You are using hassio so this is running in a docker container, right? I don’t use docker so couldn’t say exactly where to go, but look at port mappings on the docker container. My guess it is only listening on it’s local docker ip which is mapped out to something.

Can try netstat -nlp to see what is listening on what ports.

It was brand new, this particular sensor was never was linked to Wink to begin with. The others are through Wink, so my thinking was to set this one up first on Z-stick. So nothing to exclude it from.

That said, it does link with the Z-stick fine, and Z-stick will show it in the menu, and logs will show that it communicates. I’ve tried excluding and then adding again multiple times. Still sticks in the aforementioned behavior with always “sleeping.”

Thanks, I’ll look into that.

most z-wave device manuals I have for various devices all suggest to do an ‘exclude’ before an ‘include’ even when its brand new.

Have a look at the settings for the device in the z-wave control panel within Hass as maybe you just need to change the sleep timeout / poll time

It is normal that a battery powered device is always sleeping. My neo coolcam door detectors are always sleeping but if I check the logs they always wake up at the same times every day and exchange messages with the controller (wake up interval is 12hrs). The fact they are always sleeping doesn’t affect detecting open/close in my case.

Interesting, that’s good to know! I figured the sleeping status was related to the lack of state changes, but maybe that just comes down to something wrong in the config.

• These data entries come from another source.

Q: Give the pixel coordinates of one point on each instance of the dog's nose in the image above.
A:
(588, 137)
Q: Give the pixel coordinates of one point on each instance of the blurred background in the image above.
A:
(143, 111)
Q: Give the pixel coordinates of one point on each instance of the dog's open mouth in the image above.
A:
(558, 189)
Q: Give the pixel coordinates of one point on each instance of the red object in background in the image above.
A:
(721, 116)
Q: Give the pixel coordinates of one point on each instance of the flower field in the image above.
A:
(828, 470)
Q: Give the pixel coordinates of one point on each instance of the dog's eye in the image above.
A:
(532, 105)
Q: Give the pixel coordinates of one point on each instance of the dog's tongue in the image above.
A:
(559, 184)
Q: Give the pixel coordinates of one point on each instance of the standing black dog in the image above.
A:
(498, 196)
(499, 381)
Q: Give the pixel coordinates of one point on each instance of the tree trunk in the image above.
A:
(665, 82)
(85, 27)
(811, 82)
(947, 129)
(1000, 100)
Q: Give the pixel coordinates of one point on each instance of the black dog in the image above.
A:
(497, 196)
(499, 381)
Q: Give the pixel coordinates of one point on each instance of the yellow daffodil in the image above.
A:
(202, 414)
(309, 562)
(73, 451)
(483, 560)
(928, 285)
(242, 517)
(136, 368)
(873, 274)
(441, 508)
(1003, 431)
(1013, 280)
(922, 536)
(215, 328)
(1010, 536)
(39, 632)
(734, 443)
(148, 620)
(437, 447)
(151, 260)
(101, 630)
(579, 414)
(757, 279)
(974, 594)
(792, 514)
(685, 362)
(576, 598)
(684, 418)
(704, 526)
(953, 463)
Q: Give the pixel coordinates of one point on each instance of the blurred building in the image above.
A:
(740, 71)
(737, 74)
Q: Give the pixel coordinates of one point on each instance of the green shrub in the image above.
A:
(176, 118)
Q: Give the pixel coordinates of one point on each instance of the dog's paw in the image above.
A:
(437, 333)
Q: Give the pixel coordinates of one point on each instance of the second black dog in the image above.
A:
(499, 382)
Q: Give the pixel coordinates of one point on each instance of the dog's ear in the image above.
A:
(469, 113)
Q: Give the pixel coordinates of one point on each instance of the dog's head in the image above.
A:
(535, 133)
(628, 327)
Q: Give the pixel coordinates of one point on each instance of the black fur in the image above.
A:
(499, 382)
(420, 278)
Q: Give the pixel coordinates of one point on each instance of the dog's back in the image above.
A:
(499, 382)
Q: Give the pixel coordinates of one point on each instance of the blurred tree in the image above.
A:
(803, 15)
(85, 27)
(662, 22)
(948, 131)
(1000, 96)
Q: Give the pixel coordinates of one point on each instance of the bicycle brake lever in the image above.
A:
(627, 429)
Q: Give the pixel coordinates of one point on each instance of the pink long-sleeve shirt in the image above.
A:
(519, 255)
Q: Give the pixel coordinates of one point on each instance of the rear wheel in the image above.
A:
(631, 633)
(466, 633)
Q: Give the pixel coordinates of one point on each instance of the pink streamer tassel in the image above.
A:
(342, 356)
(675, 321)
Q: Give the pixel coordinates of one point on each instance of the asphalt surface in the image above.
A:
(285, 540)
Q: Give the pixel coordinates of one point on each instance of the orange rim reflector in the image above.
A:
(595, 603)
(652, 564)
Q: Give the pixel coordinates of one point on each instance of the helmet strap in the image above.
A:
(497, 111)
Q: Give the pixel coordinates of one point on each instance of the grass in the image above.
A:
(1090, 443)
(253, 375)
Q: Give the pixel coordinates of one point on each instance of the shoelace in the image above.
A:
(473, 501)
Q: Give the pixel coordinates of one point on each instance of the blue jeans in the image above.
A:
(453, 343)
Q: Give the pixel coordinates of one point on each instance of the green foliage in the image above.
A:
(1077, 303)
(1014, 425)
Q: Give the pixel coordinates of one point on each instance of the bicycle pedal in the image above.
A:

It’s weird.

After excluding and re-pairing several times, many reboots, etc., I finally just said screw it and connected it through Wink. Hate to do that, I’m basically just punting on removing Wink until a later time, but too many enhancements on my backlog to take any more time trying the same things over and over again.

@Steven6702 - Were you able to figure out how to run local files through the google tts component? And did you come across any tricks that helped with reducing the slight delay between a sensor being tripped, and the google tts playing a saved MP3 file? I have 60 or 70 MP3s that HA broadcasts out throughout my house upon various events, and while the delay is typically less than 3 seconds, 3 seconds is 3 seconds too long for the the door, motion, etc. based broadcasts.